Para empezar, la estrategia de seguridad pública impuesta por Bukele, basada en el estado de excepción, cierto es que ha reducido la violencia delictiva, pero se ha traducido en una masiva violación de derechos humanos...
Como anticiparon todas las encuestas, en las elecciones realizadas ayer en El Salvador Nayib Bukele fue relegido presidente por una aplastante mayoría de más de 85 por ciento de los sufragios y, de acuerdo con las primeras previsiones, su partido Nuevas Ideas tendrá casi la totalidad de los 60 diputados en el Congreso unicameral.
Son múltiples las razones de este resultado avasallador que consolida el dominio casi total del mandatario sobre el conjunto de la institucionalidad salvadoreña.
La más visible es, sin duda, la espectacular caída de los índices delictivos, que pasaron de ostentar la tasa de homicidios más elevada del mundo a una cifra ínfima, un fenómeno que le ha valido a Bukele un respaldo masivo y una popularidad incontestable.
Debe considerarse también la crisis casi terminal de los principales partidos opositores, Arena (derecha) y Frente Farabundo Martí para la Liberación Nacional (FMLN, izquierda), reducidos casi a la insignificancia en los votos captados.
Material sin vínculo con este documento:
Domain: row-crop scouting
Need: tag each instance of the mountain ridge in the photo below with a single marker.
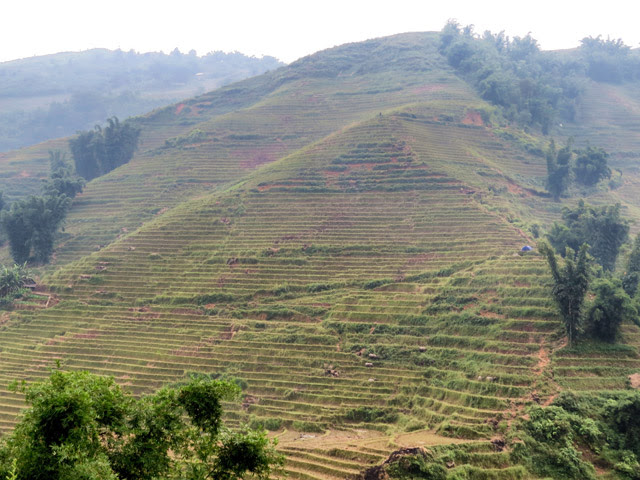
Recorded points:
(347, 245)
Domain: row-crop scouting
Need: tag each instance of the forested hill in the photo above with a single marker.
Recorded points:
(342, 238)
(56, 95)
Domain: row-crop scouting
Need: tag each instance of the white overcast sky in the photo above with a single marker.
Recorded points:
(291, 29)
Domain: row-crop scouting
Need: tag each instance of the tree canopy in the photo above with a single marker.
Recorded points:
(31, 226)
(98, 151)
(570, 285)
(83, 426)
(602, 228)
(531, 88)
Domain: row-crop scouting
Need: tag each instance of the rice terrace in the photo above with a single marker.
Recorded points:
(342, 238)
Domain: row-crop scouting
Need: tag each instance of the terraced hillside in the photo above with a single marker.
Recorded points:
(343, 237)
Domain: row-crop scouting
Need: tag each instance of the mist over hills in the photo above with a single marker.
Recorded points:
(342, 236)
(56, 95)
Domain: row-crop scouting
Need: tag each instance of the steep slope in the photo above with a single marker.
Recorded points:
(343, 237)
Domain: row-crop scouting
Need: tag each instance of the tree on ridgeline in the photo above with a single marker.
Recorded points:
(591, 166)
(570, 285)
(98, 151)
(631, 277)
(83, 426)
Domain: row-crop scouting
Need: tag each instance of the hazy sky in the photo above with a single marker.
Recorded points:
(291, 29)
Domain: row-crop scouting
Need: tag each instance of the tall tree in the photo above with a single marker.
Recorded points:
(558, 168)
(98, 151)
(82, 426)
(631, 277)
(570, 285)
(591, 166)
(31, 226)
(611, 306)
(600, 227)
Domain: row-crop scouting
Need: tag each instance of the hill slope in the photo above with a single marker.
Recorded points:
(341, 235)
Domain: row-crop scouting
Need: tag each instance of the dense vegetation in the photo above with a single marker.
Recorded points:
(602, 228)
(31, 225)
(586, 167)
(367, 287)
(98, 151)
(534, 88)
(75, 90)
(83, 426)
(12, 282)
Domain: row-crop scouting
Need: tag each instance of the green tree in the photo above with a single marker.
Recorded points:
(31, 226)
(12, 281)
(570, 285)
(558, 168)
(83, 426)
(62, 180)
(98, 151)
(591, 166)
(600, 227)
(611, 306)
(631, 277)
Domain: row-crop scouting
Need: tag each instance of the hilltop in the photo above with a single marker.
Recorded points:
(55, 95)
(342, 237)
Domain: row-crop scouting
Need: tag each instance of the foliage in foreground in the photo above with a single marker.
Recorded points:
(567, 438)
(83, 426)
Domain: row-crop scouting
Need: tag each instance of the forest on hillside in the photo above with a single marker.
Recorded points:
(56, 95)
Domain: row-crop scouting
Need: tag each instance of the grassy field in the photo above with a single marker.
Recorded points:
(343, 238)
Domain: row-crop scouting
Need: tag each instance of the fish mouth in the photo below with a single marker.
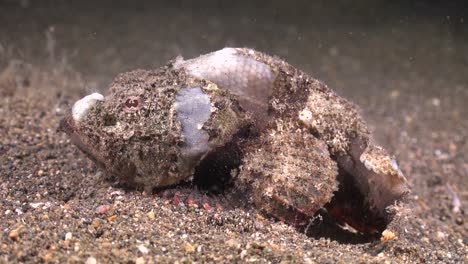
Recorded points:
(82, 106)
(68, 125)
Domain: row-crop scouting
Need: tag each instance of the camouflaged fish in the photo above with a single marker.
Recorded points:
(286, 139)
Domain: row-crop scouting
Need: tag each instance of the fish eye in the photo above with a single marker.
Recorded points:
(132, 104)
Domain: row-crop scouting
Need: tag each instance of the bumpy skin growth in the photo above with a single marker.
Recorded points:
(292, 143)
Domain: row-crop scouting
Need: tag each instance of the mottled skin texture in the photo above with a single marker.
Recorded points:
(284, 138)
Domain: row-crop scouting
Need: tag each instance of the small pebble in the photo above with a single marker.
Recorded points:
(151, 215)
(103, 209)
(91, 260)
(143, 249)
(14, 235)
(387, 235)
(189, 248)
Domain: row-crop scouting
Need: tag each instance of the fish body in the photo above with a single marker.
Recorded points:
(283, 137)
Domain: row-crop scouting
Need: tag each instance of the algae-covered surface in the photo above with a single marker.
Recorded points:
(404, 64)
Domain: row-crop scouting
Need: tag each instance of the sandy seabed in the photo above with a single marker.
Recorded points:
(407, 73)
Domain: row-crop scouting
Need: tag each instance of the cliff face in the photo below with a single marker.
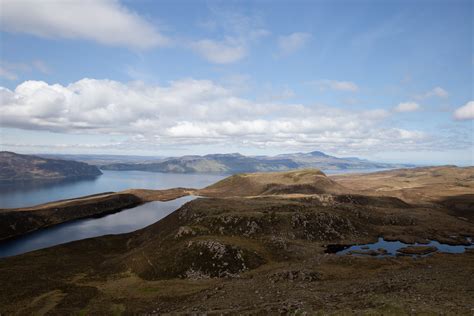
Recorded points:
(25, 167)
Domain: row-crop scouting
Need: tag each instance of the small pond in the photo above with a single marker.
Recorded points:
(384, 248)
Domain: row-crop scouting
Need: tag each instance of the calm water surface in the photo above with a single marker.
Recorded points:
(392, 247)
(122, 222)
(21, 194)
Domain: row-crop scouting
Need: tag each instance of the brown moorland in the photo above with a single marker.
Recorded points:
(262, 251)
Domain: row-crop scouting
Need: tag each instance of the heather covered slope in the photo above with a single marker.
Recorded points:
(253, 249)
(428, 184)
(24, 167)
(306, 181)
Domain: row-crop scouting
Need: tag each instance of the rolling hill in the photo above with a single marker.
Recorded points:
(237, 163)
(25, 167)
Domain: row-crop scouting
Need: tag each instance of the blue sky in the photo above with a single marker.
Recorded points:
(389, 81)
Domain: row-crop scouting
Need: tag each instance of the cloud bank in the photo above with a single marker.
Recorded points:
(103, 21)
(465, 112)
(196, 112)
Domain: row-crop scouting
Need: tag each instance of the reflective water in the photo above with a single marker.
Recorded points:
(122, 222)
(393, 246)
(21, 194)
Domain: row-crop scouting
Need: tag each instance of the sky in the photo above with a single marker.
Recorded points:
(383, 80)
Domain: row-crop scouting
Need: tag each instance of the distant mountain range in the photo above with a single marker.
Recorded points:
(237, 163)
(25, 167)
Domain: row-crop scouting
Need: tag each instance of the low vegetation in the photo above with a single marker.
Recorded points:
(257, 244)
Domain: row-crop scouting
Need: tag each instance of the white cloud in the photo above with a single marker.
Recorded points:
(13, 71)
(103, 21)
(407, 107)
(290, 43)
(326, 84)
(465, 112)
(7, 74)
(194, 112)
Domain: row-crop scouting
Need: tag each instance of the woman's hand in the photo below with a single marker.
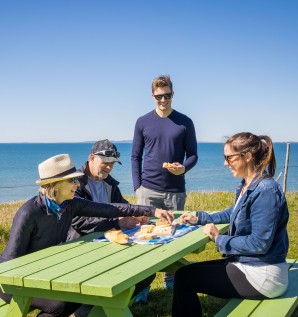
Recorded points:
(166, 216)
(211, 231)
(188, 218)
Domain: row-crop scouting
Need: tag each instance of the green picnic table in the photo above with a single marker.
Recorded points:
(102, 274)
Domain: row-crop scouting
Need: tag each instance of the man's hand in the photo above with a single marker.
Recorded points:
(211, 230)
(128, 222)
(188, 218)
(166, 216)
(177, 169)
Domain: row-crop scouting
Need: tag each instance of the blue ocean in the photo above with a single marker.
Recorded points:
(19, 161)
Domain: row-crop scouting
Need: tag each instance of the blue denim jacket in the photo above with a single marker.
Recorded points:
(258, 225)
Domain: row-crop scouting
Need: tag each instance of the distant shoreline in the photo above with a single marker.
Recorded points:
(190, 192)
(123, 141)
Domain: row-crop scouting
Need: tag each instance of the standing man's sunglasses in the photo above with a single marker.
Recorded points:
(166, 96)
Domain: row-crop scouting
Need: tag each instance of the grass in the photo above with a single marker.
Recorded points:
(160, 299)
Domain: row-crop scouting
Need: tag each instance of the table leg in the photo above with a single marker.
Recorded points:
(117, 312)
(97, 311)
(19, 306)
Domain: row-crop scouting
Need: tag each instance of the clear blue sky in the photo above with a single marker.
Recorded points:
(82, 70)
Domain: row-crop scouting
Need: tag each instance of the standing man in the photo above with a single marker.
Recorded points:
(163, 135)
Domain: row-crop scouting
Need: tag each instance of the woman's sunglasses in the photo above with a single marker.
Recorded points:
(73, 180)
(166, 96)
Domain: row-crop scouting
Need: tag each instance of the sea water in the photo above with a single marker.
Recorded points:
(19, 161)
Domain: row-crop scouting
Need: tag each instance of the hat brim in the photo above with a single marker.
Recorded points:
(108, 159)
(57, 179)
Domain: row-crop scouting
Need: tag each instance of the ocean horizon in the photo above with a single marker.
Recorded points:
(19, 161)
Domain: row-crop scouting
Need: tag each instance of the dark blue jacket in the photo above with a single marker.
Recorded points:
(158, 140)
(35, 227)
(85, 225)
(258, 225)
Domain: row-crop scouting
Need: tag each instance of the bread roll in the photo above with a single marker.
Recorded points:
(116, 236)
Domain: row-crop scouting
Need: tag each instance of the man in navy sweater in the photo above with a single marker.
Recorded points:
(163, 135)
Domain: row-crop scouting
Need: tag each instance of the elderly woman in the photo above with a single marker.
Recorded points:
(257, 243)
(44, 220)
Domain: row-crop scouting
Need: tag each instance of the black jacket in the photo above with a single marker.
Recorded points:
(35, 227)
(84, 225)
Y a ello hay que sumar el conocido talento publicitario del presidente, el cual ha sabido vender una imagen cool que cautiva a muchos ciudadanos.
Pero, tras la arrasadora victoria electoral y el curso de consolidación del bukelismo, hay realidades mucho menos presentables que la del joven mandatario adicto a las redes sociales, implacable con el crimen organizado, respondón ante Washington y siempre hábil ante los cuestionamientos en las ruedas de prensa.
Para empezar, la estrategia de seguridad pública impuesta por Bukele, basada en el estado de excepción, cierto es que ha reducido la violencia delictiva, pero se ha traducido en una masiva violación de derechos humanos, en el irrespeto a las garantías procesales, en el terror policial, en una cauda de atropellos contra personas inocentes y en una nación que tiene a dos de cada cien habitantes en la cárcel, muchos de ellos sin juicio, en régimen de incomunicación y, en no pocos casos, sometidos a torturas y tratos degradantes y crueles.
Esta estrategia ha pervertido el principio de la presunción de inocencia –al punto de que las fuerzas del orden actúan con base en la presunción de culpabilidad–, es intrínsecamente clasista –toda vez que afecta a los más pobres– y ha significado la suspensión de las garantías constitucionales para el conjunto de la población salvadoreña.
Por añadidura, la total arbitrariedad y discrecionalidad con la que operan policías y militares contra cualquier persona a la que consideren sospechosa de algo abre la perspectiva de un empleo de semejantes prácticas en perjuicio de opositores políticos y activistas sociales; es decir, sienta las bases de una dictadura.
De hecho, numerosos activistas de derechos humanos, informadores y dirigentes políticos han señalado ya el clima de zozobra y temor en la que deben realizar sus tareas, pues nada impide al régimen aplicar contra disidentes las medidas antiterroristas que son rutinarias en la lucha contra las pandillas.
Por otra parte, si en materia de seguridad los resultados gubernamentales parecen espectaculares a corto plazo, en el terreno económico la primera administración de Bukele ha dejado un saldo pésimo, con un endeudamiento alarmante, la depauperación de la población y un incremento en las cifras de los migrantes, expulsados del país por el hambre y el desempleo.
Así pues, los dos milagros bukelianos, el de la reducción de la inseguridad y el de la refrendada popularidad del presidente, pueden ser construcciones frágiles y poco duraderas o, peor aún, la prefiguración de una tiranía personalista.